Mais c’est que l’affût...

ROSE.

Je vais réveiller le père... Nous allons descendre; attends-nous... (La fenêtre se referme.)

MARC, rentrant furieux.

Allons!... voilà notre affût manqué... Trrr... Qu’est-ce qu’elle a donc de si pressé à me dire? Je suis sûr que c’est encore pour me parler de cette Arlésienne. (Il se promène de long en large.) Ma foi! si cela continue, la maison ne sera plus tenable. Le garçon ne desserre plus les dents, le grand-père a les yeux rouges, la mère me fait une mine... comme si c’était ma faute!... (S’arrêtant devant l’équipage.) Est-ce que c’est ma faute, voyons?...

L’ÉQUIPAGE.

Oui, capitaine...

MARC.

Comment! oui... Fais donc attention à ce que tu dis... Est-ce que je pouvais aller voir sous les sabots de cette margoton, pour savoir si elle avait perdu un fer ou deux en route?... Et puis enfin, quoi!... En voilà des histoires pour une amourette! Si tous les hommes étaient comme moi... Feu de Dieu!... Je serais curieux de la voir la femelle qui me mettra le grappin dessus... (Bourrant l’équipage.) Et toi aussi, matelot, je suis sûr que tu serais curieux de la voir... (Il rit, l’équipage rit et ils se regardent.)

SCÈNE II.

LES MÊMES, VIVETTE, avec des paquets.

VIVETTE.

Déjà levé, capitaine...

MARC.

Hé! c’est notre amie Vivette... Où allons-nous donc de si bonne heure, misè Vivette, avec ces gros paquets?

VIVETTE.

Je vais porter mon bagage au pontonnier du Rhône... Je pars par le bateau de six heures.

MARC.

Vous partez?

VIVETTE.

Mais oui, capitaine, il faut bien.

MARC.

Comme elle dit cela gaiement : il faut bien! Et vos amis de Castelet, cela ne vous fait donc pas gros cœur de vous en aller d’eux?

VIVETTE.

Ah! que si fait; mais il y a là-bas à Saint-Louis une brave femme qui s’ennuie d’être seule, et cette idée me donne du courage pour partir... Ah! bonne mère! mais j’y songe. Et le feu qui n’est pas fait... Et la soupe des hommes... Justement ce matin, la chambrière qui est malade... vite, vite...

MARC.

Voulez-vous que je vous aide?...

VIVETTE.

Volontiers, capitaine. Tenez, là-bas, derrière la porte, deux ou trois fagots de sarment.

MARC, prenant les fagots.

Voilà... voilà... (A l’équipage.) Qu’est-ce que tu as donc toi à me regarder? avec tes gros yeux...

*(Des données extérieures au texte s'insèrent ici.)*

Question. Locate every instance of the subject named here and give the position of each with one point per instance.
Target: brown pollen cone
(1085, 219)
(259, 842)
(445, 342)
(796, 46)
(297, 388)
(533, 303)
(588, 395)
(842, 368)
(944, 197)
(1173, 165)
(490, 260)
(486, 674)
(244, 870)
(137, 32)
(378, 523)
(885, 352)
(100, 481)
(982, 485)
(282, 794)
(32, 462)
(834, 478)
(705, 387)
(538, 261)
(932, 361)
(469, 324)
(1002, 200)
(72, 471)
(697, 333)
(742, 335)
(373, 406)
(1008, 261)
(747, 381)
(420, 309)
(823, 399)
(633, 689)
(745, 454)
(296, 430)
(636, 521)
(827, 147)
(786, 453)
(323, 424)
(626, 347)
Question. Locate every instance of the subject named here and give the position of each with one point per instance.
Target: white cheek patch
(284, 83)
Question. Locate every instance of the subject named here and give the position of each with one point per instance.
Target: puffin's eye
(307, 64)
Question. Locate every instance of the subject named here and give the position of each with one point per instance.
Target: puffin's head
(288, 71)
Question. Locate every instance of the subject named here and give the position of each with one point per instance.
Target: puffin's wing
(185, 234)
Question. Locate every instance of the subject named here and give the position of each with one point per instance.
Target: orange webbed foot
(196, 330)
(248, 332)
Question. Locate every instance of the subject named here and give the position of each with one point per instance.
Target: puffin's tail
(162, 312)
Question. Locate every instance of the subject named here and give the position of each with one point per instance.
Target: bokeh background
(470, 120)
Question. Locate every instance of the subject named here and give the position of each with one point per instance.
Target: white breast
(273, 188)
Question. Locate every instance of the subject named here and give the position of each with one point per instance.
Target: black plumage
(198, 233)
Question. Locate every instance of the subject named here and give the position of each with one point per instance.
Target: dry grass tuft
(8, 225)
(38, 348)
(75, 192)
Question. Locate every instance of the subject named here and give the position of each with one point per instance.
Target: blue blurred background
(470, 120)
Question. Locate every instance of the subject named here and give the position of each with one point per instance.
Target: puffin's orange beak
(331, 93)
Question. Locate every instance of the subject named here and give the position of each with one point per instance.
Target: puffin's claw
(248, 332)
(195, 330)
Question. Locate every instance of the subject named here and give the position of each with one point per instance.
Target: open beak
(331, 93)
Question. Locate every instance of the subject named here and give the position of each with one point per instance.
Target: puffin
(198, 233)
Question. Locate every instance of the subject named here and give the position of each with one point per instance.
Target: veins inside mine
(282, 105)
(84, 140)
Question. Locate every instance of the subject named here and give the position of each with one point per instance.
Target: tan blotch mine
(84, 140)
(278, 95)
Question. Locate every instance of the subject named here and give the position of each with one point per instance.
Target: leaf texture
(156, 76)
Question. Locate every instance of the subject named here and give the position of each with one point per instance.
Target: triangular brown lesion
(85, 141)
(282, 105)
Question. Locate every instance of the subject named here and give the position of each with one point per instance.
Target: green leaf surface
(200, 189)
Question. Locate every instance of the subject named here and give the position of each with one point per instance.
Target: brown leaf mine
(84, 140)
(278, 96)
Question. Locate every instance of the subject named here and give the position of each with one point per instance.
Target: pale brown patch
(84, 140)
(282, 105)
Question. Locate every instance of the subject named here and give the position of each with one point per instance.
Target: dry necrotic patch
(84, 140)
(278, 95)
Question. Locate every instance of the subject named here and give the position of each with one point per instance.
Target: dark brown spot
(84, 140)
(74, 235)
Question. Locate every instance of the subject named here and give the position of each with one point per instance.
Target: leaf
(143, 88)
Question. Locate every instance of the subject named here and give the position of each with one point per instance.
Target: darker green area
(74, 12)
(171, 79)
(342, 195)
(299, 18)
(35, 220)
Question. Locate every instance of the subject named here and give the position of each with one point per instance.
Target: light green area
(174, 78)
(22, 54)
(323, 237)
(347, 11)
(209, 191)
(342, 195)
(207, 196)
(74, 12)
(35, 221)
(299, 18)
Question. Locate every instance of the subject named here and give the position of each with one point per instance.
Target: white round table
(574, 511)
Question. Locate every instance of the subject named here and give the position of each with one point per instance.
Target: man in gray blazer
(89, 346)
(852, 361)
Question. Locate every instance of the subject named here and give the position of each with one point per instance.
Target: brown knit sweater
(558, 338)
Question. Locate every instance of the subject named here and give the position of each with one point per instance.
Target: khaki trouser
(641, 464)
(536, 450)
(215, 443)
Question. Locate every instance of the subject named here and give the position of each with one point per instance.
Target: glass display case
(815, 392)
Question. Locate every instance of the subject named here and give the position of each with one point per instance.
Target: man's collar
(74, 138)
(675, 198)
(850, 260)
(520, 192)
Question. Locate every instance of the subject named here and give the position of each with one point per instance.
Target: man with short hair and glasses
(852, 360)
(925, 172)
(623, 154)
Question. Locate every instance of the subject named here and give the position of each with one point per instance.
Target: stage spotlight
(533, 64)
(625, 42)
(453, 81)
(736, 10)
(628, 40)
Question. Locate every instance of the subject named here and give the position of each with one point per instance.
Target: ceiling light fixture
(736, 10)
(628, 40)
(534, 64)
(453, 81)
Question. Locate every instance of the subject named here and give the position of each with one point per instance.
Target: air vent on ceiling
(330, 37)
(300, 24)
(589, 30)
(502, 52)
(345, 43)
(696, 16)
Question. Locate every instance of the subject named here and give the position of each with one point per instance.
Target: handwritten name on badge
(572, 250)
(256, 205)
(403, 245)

VIVETTE, prenant les sarments.

Merci... Maintenant il n’y a plus qu’à souffler...

MARC.

Je m’en charge.

VIVETTE.

C’est cela! Pendant ce temps je vais jusqu’au bateau, retenir ma place...

MARC, vivement.

Vous allez revenir, au moins?

VIVETTE.

Sans doute! Il faut bien que je dise adieu à ma marraine... (Chargeant son paquet.) Hop!

MARC.

Laissez, laissez. L’équipage va vous porter cela. C’est trop lourd... Hé! matelot... Eh bien!... quoi!... qu’est-ce que tu as? qu’est-ce qui t’étonne? Prends ces paquets, on te dit...

VIVETTE.

A tout à l’heure, capitaine... (Elle sort.)

SCÈNE III.

LE PATRON MARC, seul.

Si celle-ci s’en va, par exemple, nous sommes bien. Il n’y avait que ça de gai et de vivant dans la maison... Et puis si avenante, si honnête avec tout le monde, s’entendant si bien à vous donner vos titres. « Oui, capitaine, non, capitaine! » pas une fois elle n’y aurait manqué... Hé! hé! tout de même ce ne serait pas déplaisant à voir trotter sur le pont de la Belle Arsène un joli petit perdreau de fillette dans ce goût-là!... Hé bien! hé bien! qu’est-ce qui me prend? Est-ce que moi aussi... Décidément il y a un mauvais air qui court par ici. Je crois ma parole que cette Arlésienne nous a flanqué le feu à tous. (Il souffle avec rage.)

SCÈNE IV.

LE PATRON MARC, BALTHAZAR.

BALTHAZAR, appuyé sur la table, le regarde
depuis un montent.

Joli temps pour les bécassines, marinier...

MARC, surpris et gêné.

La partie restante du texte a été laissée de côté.